By blocking inhibitory pathways of T-cell activation, immune checkpoint inhibitors (ICIs) can cause immune-related adverse events (IRAEs), including inflammatory arthritis, myositis, vasculitis, and sicca syndrome.
Treatment of ICI-induced rheumatic IRAE requires different considerations than treatment of classic rheumatic conditions.
Using ICIs in those with preexisting autoimmunity is possible but with risk of causing a disease flare or a different IRAE.
Interactions between the immune system and cancer are complex, dynamic, and bidirectional. One of the primary roles of the immune system is to recognize and eliminate cells that have undergone malignant transformation, often before a developing tumor can become clinically apparent. In some instances, successful tumor elimination does not occur, and a malignancy may be held in equilibrium where further tumor growth is prevented. Cancers that grow and reach clinical detection, however, have often developed successful strategies to evade naturally occurring host immune responses. To combat this, immunotherapeutic agents are being used to harness the power of the immune system, by increasing the quality or quantity of immune effector cells, eliciting immune responses to specific tumor antigens, or inhibiting mechanisms that cancers develop to evade immunologic surveillance and killing mechanisms.

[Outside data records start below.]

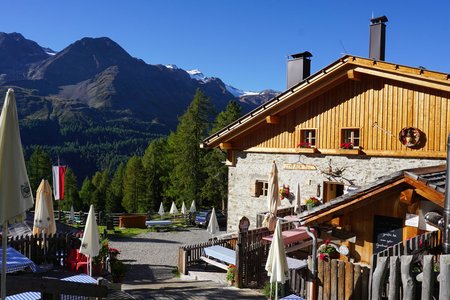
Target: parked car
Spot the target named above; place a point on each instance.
(202, 218)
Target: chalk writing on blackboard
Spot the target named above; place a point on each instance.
(387, 231)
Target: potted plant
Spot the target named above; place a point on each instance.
(118, 270)
(328, 250)
(231, 273)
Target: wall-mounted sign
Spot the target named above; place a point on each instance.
(410, 137)
(299, 167)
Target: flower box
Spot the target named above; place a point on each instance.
(307, 150)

Immunotherapy approaches to cancer began in the 1980s, when recombinant interleukin (IL)-2 was administered for metastatic melanoma with tumor regression seen in a subset of patients. Since then, cancer vaccines and T-cell infusions have also been used successfully to treat a variety of malignancies. IL-2, T-cell infusions, and cancer vaccines all work by directly activating the immune system, thus augmenting host immune responses against malignancies. Another class of cancer therapies, the main focus of this article, works differently. These therapies, known as immune checkpoint inhibitors (ICI), work in part by targeting immunoregulatory pathways exploited by some cancers. Several inhibitory pathways, known as immunologic checkpoints, play critical roles in maintaining self-tolerance and preventing autoimmunity. Multiple tumor types, however, can appropriate immune checkpoint pathways to increase immune resistance in the tumor microenvironment. T cells require both the interaction of the major histocompatibility complex molecule on an antigen-presenting cell (APC) with the T-cell receptor and the second signal of another ligand-receptor interaction to become activated. An example of this is the interaction between B7 molecules (CD80/86) on APCs with CD28 on T cells. B7 can also bind instead to an inhibitory receptor, cytotoxic lymphocyte antigen 4 (CTLA-4) or CD154 ( Fig. 1 A). When this engagement occurs, the T cell does not become activated. Other immune checkpoints have also been identified and are targets for cancer immunotherapy. Another major immune checkpoint pathway is mediated through the programmed death protein-1 (PD-1) expressed on T cells and programmed death ligand (PD-L)1 expressed on APCs and also on many tumors, where it serves as to dampen the T-cell–mediated response and facilitate immunologic evasion (see Fig. 1 A). ICIs nonspecifically activate T cells by blocking negative costimulatory ligands or receptors on T cells, APCs, and/or tumor cells.